Kansas State University contributes to potential Zika virus vaccine development
Thursday, Sept. 29, 2016
Aedes aegypti, or yellow fever mosquito, is one of the mosquito species that transmits Zika virus. The Aedes aegypti mosquito in this picture has white eyes, instead of the usual black eyes, and is known as the Higgs white-eyed strain. The strain was discovered and developed by Stephen Higgs, director of Kansas State University's Biosecurity Research Institute. | Download this photo.
MANHATTAN — A research team that includes scientists with Kansas State University's Biosecurity Research Institute has developed a promising Zika virus vaccine.
The vaccine, a DNA vaccine, is safer and more effective against Zika virus and could offer more affordable long-term protection, researchers said.
"This vaccine is a successful advancement in developing control strategies for Zika virus by creating widespread immunity in susceptible populations," said Stephen Higgs, director of the Biosecurity Research Institute. "One shot of DNA vaccine will offer protection for years at a much lower cost, which is especially beneficial for endemic countries in Latin America and Africa."
Higgs is a co-author of the vaccine study, "Rapid development of a DNA vaccine for Zika virus," that appears in the journal Science.
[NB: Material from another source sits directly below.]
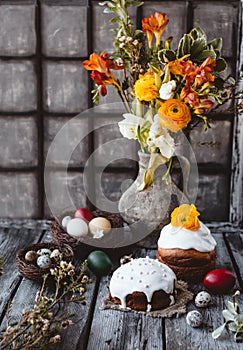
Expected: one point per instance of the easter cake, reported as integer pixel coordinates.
(143, 284)
(186, 245)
Researchers with the National Institutes of Health led the study, which also involves researchers at the Federal University of Rio de Janeiro, Harvard Medical School, Frederick National Laboratory for Cancer Research, Bioqual and the Walter Reed Army Institute of Research.
Kansas State University scientists in the College of Veterinary Medicine — including Dana Vanlandingham, assistant professor of virology, and Yan-Jang Huang, postdoctoral fellow in diagnostic medicine and pathobiology — played a critical role in the study by producing and characterizing viral stocks to determine how the DNA vaccine induced immunogenecity and protection.
DNA vaccines deliver noninfectious DNA materials to stimulate the immune system to produce viral antigens.
The DNA vaccine for Zika virus is more immunogenic and effective than other vaccines because it can create memory responses, which inactivated vaccines with killed viruses fail to produce, Higgs said. The DNA vaccine also is safer because it does not use attenuated viruses to produce viral antigens. Attenuated vaccines contain live microbes, which potentially can cause adverse events or harmful effects.
"We anticipate that this vaccine may have long-term memory immune response as other DNA vaccines also have achieved such a goal," Huang said. "The vaccine is a suitable and ideal tool as an emergency response to the current Zika virus outbreak and could build robust herd immunity."
The research is critical for the control of Zika virus at the preventive stage and at the population level, Vanlandingham said. The critical next step is to initiate safety and efficacy trials in humans.
"The availability of vaccines for Zika virus is more significant than any specific antiviral treatments," Vanlandingham said. "Vaccination normally generates protective immunity that prevents the disease for years in a population at a relatively low cost; whereas, antiviral therapies can only be treating the diseases at a higher cost rather than offer long-term protection."
The research received startup funding from the diagnostic medicine and pathobiology department in the College of Veterinary Medicine. The National Institute of Allergy and Infectious Diseases and the Frederick National Laboratory for Cancer Research also provided funding.
Other Zika virus research at the Biosecurity Research Institute has involved a two-part approach: Researchers are studying mosquitoes to understand how they become infected with Zika virus and researchers are providing the virus to collaborative organizations for further study. Biosecurity Research Institute researchers recently found that Culex mosquitoes do not appear to transmit Zika virus.
Collaborative researchers on the Science publication included Kimberly A. Dowd, Sung-Youl Ko, Kaitlyn M. Morabito, Eun Sung Yang, Rebecca S. Pelc, Christina R. DeMaso, David N. Gordon, John Robert Gallagher, Xuejun Chen, John-Paul Todd, Audray Harris, Martha C. Nason, Mario Roederer, Wing-Pui Kong, John R. Mascola, Theodore C. Pierson and Barney S. Graham, all with the National Institute of Allergy and Infectious Diseases at the National Institutes of Health; Leda R. Castilho, National Institute of Allergy and Infectious Diseases at the National Institutes of Health and the Federal University of Rio de Janeiro; Peter Abbink, Michael Boyd, Ramya Nityanandam and Dan H. Barouch, all with Harvard Medical School; Yaroslav Tsybovsky, Frederick National Laboratory for Cancer Research; Hanne Andersen and Mark G. Lewis, both with Bioqual; and Rafael De La Barrera, Kenneth H. Eckels and Richard G. Jarman, all with the Walter Reed Army Institute of Research.